14. In reply, the learned Attorney General brings to our notice the averments finding place in the Rejoinder of the appellant. We are referred to the Rejoinder because the plea of limitation was raised for the first time in the counter- affidavit of the respondent in its para 14. The relevant reply in the Rejoinder is as below :

"It is stated that the respondents were informed of the rejection of the frugs supplied by them as early as in 1985 on account of short filling of vials by reference to the complaints received from the customers particularly Defence Department. Following this, Shri Chander Sekharan of the Respondent Company visited the petitioner's office at Madras on 3.5.1985 and 10.7.1985 for discussions in the matter. It is mutually agreed that a joint inspection of samples from all the batches should be conducted in the laboratory of IDPL at Madras. Accordingly, the reference samples from the respondent's factory were brought for the purpose of joint inspection to the petitioner's factory at Madras. However, the respondent did not sent any representative for participation in the joint inspection and ultimately after waiting for considerable time, the petitioner had to undertake inspection and tests on 22.7.1985 by itself and found that the drugs had not been filled as per the specifications and the weight verification was also not within the permissible limit."

15. Thus, the complaint from the customers, particularly Defence Department, came to be known by the appellant in early 1985 whereafter the matter was taken up with the respondent and the tests ultimately were done in July, 1985.

If these facts be correct, it has to be held that the cause of action to claim damages really accrued by July, 1985 which was thereafter made by a letter of November, 1987 followed by appointment of arbitrator in May, 1988. The arbitration was thus not "manifestly barred" as contended by Shri Desai. We do not propose to say anything more on this aspect at this stage.

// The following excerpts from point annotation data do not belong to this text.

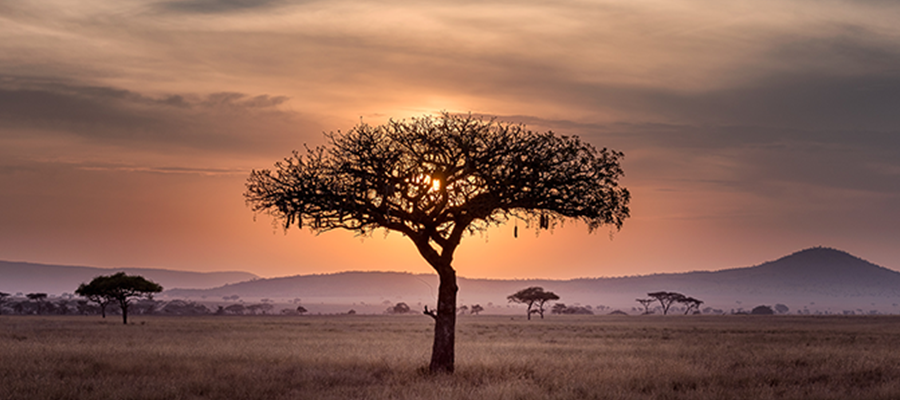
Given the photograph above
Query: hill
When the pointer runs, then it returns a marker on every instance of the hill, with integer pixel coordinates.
(57, 279)
(829, 279)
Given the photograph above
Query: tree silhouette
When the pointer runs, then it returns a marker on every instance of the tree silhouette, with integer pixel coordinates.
(39, 299)
(120, 288)
(558, 308)
(646, 303)
(534, 297)
(693, 305)
(436, 179)
(666, 299)
(3, 297)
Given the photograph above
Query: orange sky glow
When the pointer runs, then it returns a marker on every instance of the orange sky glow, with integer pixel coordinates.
(751, 129)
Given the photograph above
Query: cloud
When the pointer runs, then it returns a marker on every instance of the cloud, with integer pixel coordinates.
(218, 122)
(219, 6)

16. In the aforesaid premises, we do not find any threshold infirmity in the invocation of clause 19 and to the reference of the dispute to respondent No.3. Shri Desai submits that respondent No.3 may not be required to arbitrate inasmuch as he being an appointee of the Chairman and Managing Director of the appellant himself, respondents' case may not be fairly examined. He prays that any retired High Court Judge may be appointed as an arbitrator by us. We have not felt inclined to accept this submission, because arbitration clause states categorically that the difference/dispute shall be referred "to an arbitrator appointed by the Chairman and Managing Director of IPDL" (Indian Drugs & Pharmaceutical Limited) who is the appellant. This provision in the arbitration clause cannot be given a go-bye merely at the askance of the respondent unless he challenged its binding nature in an appropriate proceeding which he did not do.

17. In the result, we allow the appeal and leave the appointed arbitrator to deal with difference/dispute in accordance with law. In the facts and circumstances of the case, let the parties bear their own costs.